Önce

Az sonra güneş doğacaktı. Sokak köpekleri, kediler hiç uyumamış gibiydi. Duvar dibinde sabahlayan bir öksüz. Deli gibi çalışıp ölü gibi yatan, gece vardiyasından dönen yorgun işçiler… Kahvaltı bile yapamadan telaşla yola koyulanlar. Güneş doğmakta acele etmiyordu. Gece aralıksız yağan yağmurla ıslak yapraklarda parıldayan ay ışığı… Ne yerse yesin, ne içerse içsin o kirli tat bırakmıyordu ağzını. Kendini iyi duyumsamıyor, birleşen sıkıntılar birbiriyle yarışıyordu. Yabansı bir uyuşukluğa gömüldü bedeni. Yüzünde toplanan ağır bir yorgunluk, kafasında başa çıkamadığı değişik uğultular, dinmeyen ağrılar… Kapanmayan, alt alta üst üste toplanıp çıkarılan hesaplar, yitirilen sevinç… “İyiyim” yalanları, “çok şükür” ler, “yapacak bir şey yok” güçsüzlüğü… Arafta kalan “keşke” ler… Kendi mezarına tabutunu taşıyan suskun ve solgun kalabalıklar… Barbarlaşan havada soluk alamıyordu. Özne neredeydi?

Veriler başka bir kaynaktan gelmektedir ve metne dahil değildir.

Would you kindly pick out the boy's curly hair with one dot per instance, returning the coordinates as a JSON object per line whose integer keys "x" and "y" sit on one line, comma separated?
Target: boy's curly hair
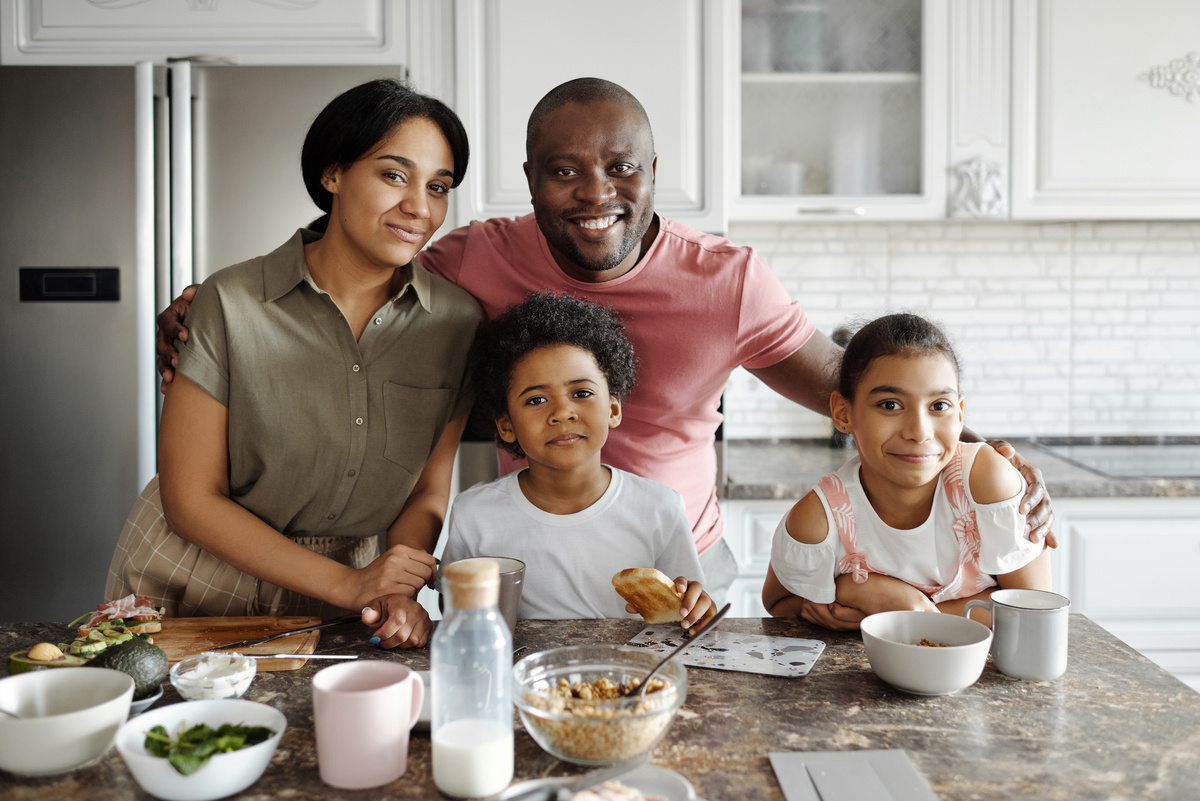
{"x": 541, "y": 320}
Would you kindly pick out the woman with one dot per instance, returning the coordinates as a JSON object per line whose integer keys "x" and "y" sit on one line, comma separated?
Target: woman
{"x": 321, "y": 396}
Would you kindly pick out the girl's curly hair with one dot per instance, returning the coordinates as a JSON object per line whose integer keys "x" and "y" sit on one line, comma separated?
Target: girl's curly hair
{"x": 543, "y": 320}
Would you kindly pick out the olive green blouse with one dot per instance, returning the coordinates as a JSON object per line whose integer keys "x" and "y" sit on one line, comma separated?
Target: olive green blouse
{"x": 327, "y": 434}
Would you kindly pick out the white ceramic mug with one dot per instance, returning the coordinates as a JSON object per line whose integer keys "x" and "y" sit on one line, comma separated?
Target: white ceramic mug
{"x": 1029, "y": 632}
{"x": 363, "y": 712}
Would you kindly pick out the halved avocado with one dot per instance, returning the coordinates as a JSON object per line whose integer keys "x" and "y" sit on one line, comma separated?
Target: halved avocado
{"x": 19, "y": 662}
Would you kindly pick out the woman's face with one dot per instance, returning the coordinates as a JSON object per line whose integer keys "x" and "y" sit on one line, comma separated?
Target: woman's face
{"x": 390, "y": 202}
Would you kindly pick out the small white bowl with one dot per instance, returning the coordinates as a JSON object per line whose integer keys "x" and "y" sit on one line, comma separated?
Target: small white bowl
{"x": 70, "y": 717}
{"x": 213, "y": 675}
{"x": 892, "y": 646}
{"x": 223, "y": 774}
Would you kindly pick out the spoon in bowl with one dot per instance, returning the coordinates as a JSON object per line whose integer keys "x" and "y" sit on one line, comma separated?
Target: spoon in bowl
{"x": 640, "y": 690}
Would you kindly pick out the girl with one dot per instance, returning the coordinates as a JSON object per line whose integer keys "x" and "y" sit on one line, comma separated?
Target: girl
{"x": 321, "y": 395}
{"x": 917, "y": 519}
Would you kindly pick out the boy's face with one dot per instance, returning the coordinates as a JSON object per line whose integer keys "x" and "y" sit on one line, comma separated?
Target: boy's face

İçinde sürekli küçülen buz gibi bir boşluk. Kötülükte ne kadar ileri gidilebileceğinin sıradanlaşan sayısız örnekleri. Hoyratlığın, kabalığın, geçim sıkıntısının toplumsal yaşamı kuşatan sertliği…Suçun saltanatında evi olmaktan uzaklaşan bir ülke… Zaman umursamıyordu yaşananları, bildiğini okuyordu, her şey önemsizdi, kimse değiştiremezdi. İnsan değişebilirdi ancak kendine karşı yeniden kurabilirse kendisini. Cehalet ise değişmez, üst sınıfların kurguladığı oyunları ev ödevi kabul ederdi. Akıl neredeydi?

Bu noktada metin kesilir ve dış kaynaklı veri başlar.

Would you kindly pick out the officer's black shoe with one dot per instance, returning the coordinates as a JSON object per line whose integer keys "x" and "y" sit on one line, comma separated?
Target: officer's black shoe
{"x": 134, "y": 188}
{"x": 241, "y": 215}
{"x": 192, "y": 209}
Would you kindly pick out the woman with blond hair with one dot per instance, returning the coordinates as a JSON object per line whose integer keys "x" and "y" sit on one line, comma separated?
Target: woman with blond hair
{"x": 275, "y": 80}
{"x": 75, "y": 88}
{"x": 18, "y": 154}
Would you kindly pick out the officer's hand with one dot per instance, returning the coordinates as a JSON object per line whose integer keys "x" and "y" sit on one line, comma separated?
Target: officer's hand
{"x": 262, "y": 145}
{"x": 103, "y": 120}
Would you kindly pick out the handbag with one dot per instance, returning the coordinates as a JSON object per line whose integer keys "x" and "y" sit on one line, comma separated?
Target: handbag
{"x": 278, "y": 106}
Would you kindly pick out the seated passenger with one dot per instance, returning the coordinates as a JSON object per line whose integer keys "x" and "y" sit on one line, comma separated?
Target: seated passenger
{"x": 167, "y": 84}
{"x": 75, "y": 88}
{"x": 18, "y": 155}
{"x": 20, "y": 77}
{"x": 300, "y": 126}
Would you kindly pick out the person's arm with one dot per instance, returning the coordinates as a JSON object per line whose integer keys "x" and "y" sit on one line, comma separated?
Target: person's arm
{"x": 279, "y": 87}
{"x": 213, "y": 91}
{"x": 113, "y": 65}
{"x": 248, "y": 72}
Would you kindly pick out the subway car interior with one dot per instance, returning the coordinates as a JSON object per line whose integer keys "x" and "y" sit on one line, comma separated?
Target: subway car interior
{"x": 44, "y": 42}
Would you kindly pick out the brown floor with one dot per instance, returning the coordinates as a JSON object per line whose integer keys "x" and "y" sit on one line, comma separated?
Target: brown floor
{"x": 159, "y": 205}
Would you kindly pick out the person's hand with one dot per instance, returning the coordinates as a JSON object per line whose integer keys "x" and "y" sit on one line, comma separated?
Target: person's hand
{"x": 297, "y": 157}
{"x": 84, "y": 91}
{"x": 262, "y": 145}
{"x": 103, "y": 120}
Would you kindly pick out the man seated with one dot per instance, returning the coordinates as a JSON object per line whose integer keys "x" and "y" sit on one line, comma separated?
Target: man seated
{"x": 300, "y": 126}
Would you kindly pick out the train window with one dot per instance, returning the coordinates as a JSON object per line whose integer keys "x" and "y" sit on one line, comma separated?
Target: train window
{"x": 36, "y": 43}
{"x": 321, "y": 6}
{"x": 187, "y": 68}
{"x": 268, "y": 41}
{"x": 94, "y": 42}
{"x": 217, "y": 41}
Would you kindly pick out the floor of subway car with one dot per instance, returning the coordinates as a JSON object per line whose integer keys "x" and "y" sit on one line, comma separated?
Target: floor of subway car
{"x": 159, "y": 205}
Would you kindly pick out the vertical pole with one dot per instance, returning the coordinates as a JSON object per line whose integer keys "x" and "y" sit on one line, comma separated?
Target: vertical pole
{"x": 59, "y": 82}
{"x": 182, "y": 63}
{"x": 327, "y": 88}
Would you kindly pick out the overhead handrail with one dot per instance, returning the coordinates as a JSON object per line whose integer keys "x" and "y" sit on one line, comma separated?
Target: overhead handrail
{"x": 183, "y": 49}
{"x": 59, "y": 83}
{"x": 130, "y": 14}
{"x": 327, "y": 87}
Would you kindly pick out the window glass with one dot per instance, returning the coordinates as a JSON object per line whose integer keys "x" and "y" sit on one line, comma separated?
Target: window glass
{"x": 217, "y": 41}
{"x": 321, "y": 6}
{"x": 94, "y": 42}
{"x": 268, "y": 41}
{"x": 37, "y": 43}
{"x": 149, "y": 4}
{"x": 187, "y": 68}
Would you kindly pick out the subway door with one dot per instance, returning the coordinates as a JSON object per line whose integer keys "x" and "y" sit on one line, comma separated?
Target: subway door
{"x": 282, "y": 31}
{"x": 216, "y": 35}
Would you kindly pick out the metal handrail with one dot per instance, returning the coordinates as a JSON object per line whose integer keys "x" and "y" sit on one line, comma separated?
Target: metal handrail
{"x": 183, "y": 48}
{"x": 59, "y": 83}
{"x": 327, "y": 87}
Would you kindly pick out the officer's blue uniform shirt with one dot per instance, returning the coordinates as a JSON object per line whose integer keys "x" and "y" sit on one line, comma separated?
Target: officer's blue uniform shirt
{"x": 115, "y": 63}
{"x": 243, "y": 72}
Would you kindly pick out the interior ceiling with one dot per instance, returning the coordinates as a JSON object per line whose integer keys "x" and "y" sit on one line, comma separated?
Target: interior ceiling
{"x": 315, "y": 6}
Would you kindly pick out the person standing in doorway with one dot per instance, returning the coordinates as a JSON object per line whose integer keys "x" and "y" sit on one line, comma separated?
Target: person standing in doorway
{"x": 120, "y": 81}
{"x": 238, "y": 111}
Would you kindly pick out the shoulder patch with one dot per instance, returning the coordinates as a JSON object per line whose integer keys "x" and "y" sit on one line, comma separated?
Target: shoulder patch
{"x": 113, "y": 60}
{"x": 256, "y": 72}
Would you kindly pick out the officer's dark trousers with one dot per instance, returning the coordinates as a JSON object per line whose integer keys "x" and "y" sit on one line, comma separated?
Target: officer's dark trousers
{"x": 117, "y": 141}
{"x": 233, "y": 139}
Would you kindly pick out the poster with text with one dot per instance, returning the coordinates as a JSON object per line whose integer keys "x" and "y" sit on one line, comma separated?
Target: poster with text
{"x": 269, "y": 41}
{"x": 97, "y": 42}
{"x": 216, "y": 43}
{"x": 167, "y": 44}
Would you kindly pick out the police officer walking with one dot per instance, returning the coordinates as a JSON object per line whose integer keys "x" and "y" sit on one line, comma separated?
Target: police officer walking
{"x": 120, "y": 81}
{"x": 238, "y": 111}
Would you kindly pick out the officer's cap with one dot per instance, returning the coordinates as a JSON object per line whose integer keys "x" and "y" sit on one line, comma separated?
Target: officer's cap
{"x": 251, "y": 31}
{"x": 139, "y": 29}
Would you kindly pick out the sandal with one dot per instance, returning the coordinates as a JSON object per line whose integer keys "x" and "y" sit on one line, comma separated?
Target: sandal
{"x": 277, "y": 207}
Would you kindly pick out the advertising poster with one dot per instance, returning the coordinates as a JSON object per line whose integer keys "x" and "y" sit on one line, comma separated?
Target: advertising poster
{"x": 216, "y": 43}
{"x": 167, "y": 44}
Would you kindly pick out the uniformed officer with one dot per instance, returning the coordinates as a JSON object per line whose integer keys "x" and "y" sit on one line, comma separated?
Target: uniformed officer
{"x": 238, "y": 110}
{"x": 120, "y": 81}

Yaşamak ve yaşatmak kolay olmasa da insanları sevmek için sözcükler çoktur. Sevmemek için de… Teki bile yeter. Cümleler arasında en doğru sözcüğü ararken el yordamıyla kendi yolculuğuna devam ediyordu. Alçakça işlenen cinayetlere, tacizlere, cezalara, tükürüyordu kadın. Kanla dolu minik bir yürek ne kadar güçlüydü. Bedeninde taşıdığı toplumsal travmalara karşın önce kadın. Önce bir türlü öldürülemeyen direnç. Önce iş, önce ekmek, önce özgürlük talepleri… Güneşli bir rüyaya yatmak şimdi uyanarak. Gülmek, daralmadan kendi parantezinin içinde. Görkemli ufuk neredeydi?

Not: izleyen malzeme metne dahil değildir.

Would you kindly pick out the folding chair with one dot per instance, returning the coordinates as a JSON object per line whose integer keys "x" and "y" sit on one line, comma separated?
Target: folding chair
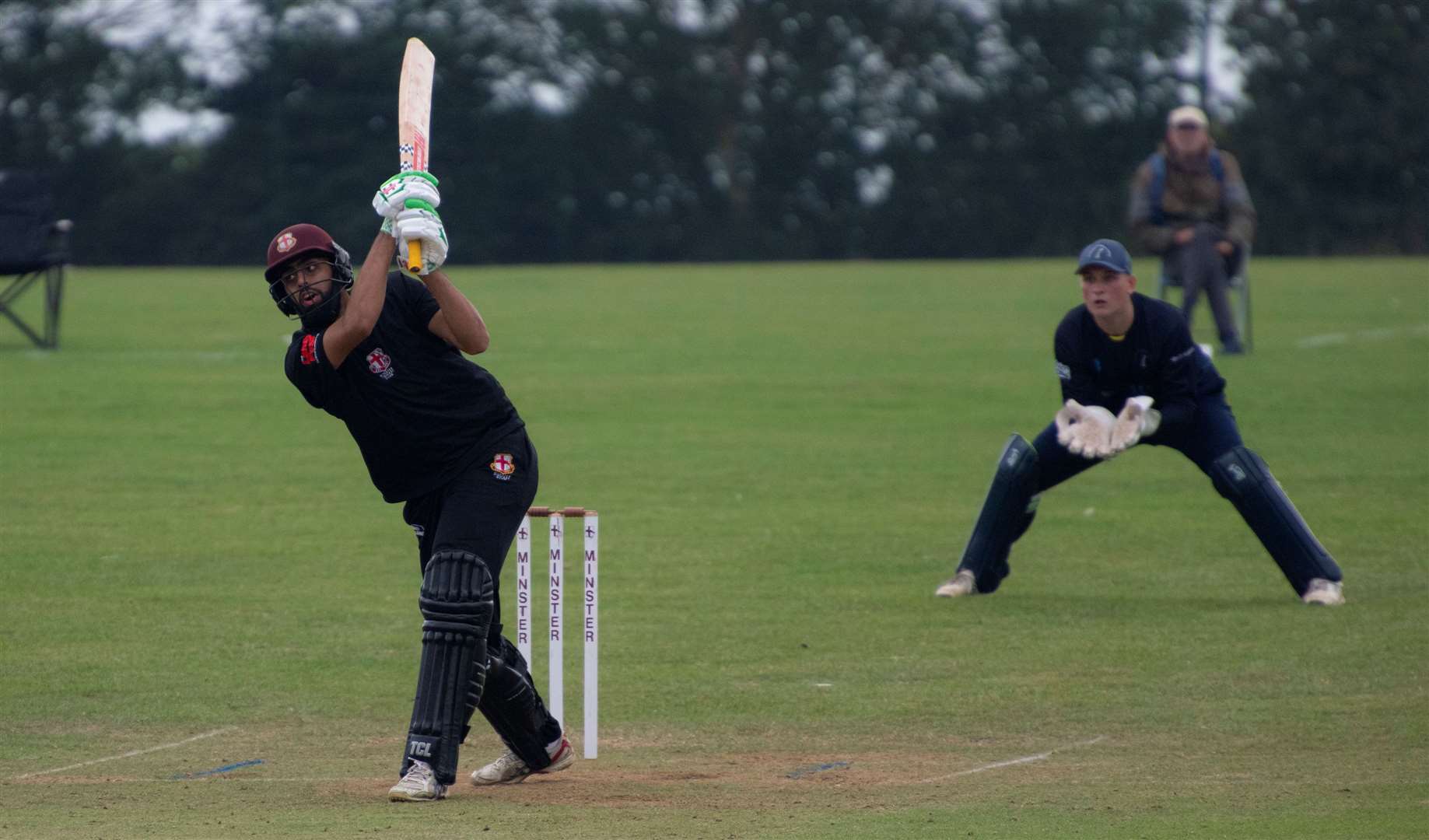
{"x": 33, "y": 247}
{"x": 1239, "y": 285}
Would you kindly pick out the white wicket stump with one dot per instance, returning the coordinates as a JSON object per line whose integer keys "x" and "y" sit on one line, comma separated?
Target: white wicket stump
{"x": 555, "y": 625}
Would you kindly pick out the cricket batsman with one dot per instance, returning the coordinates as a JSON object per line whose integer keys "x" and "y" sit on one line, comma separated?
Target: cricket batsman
{"x": 1132, "y": 355}
{"x": 384, "y": 353}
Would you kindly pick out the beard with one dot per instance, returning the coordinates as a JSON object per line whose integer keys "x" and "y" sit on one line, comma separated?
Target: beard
{"x": 324, "y": 313}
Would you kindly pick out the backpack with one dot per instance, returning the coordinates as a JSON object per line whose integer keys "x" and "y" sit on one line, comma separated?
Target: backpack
{"x": 1158, "y": 186}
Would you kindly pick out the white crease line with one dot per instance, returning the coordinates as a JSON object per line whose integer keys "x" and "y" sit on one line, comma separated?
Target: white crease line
{"x": 1376, "y": 334}
{"x": 129, "y": 754}
{"x": 1012, "y": 761}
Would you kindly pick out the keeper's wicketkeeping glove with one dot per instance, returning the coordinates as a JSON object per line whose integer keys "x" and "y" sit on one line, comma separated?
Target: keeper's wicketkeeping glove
{"x": 1085, "y": 430}
{"x": 1137, "y": 420}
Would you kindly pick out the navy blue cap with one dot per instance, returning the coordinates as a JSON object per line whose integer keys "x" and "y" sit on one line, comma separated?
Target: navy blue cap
{"x": 1106, "y": 254}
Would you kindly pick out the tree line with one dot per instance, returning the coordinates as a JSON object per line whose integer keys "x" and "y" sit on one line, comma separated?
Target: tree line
{"x": 652, "y": 131}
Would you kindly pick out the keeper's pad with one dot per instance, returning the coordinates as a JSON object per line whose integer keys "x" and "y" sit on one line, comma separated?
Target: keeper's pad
{"x": 456, "y": 602}
{"x": 515, "y": 709}
{"x": 1008, "y": 512}
{"x": 1244, "y": 479}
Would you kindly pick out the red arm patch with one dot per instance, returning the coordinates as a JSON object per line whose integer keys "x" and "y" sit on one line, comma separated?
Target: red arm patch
{"x": 307, "y": 353}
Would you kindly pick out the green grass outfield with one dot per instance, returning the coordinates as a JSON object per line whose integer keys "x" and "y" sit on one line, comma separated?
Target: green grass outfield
{"x": 196, "y": 572}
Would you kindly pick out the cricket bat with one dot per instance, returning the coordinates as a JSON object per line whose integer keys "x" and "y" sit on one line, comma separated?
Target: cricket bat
{"x": 413, "y": 121}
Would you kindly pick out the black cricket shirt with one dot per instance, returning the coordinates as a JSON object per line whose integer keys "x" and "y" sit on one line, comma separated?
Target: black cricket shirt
{"x": 416, "y": 406}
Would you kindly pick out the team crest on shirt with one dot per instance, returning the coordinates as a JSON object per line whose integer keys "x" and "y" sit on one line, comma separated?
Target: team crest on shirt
{"x": 502, "y": 466}
{"x": 380, "y": 363}
{"x": 307, "y": 352}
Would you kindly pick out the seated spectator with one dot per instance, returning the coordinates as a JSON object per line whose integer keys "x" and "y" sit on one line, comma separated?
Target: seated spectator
{"x": 1191, "y": 206}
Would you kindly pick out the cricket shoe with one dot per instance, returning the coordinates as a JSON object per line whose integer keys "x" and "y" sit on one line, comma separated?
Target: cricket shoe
{"x": 419, "y": 785}
{"x": 961, "y": 585}
{"x": 1329, "y": 593}
{"x": 509, "y": 769}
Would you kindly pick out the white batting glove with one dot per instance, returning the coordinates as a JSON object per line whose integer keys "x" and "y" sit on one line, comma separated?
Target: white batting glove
{"x": 1085, "y": 430}
{"x": 394, "y": 193}
{"x": 1137, "y": 420}
{"x": 423, "y": 225}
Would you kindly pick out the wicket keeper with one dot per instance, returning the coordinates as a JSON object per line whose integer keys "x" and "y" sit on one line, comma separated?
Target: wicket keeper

Gerçeği söylemek “ötekiler” le el ele tutuşmak demekti. Birlikte var olma çabası öfkeli sözcükleri çağırıyordu. Paylaşılan ortak acıdan bir çıkış yolu vardı. Korku kafesinde sınırsızca kalınamazdı. Gizemli bir ışıkla dalga dalga kabaran ezgiler eşlik etmeye hazırlanıyordu. Gerçek dost, gerçek yoldaş kendisiydi ama ışığın gözeğini arayanlar da yanındaydı. Kavga neredeydi?

Şimdi; hayatın getireceği her koşula hazırdı, uyumayacaktı. Kötülüğe asla alışmayacaktı. Yaşamın can evinden yazılacak bir öyküye hazırlanıyordu. Ayna durgunluğundaki gökyüzü hayranlık bırakan turuncu, kızıl, mor renge bürünmeye başlamıştı. Kozasından çıkmaya çalışıyordu günün ilk kımıltıları. Karanlık girmeden yeni günün içine akmalıydı. Son cümle neredeydi?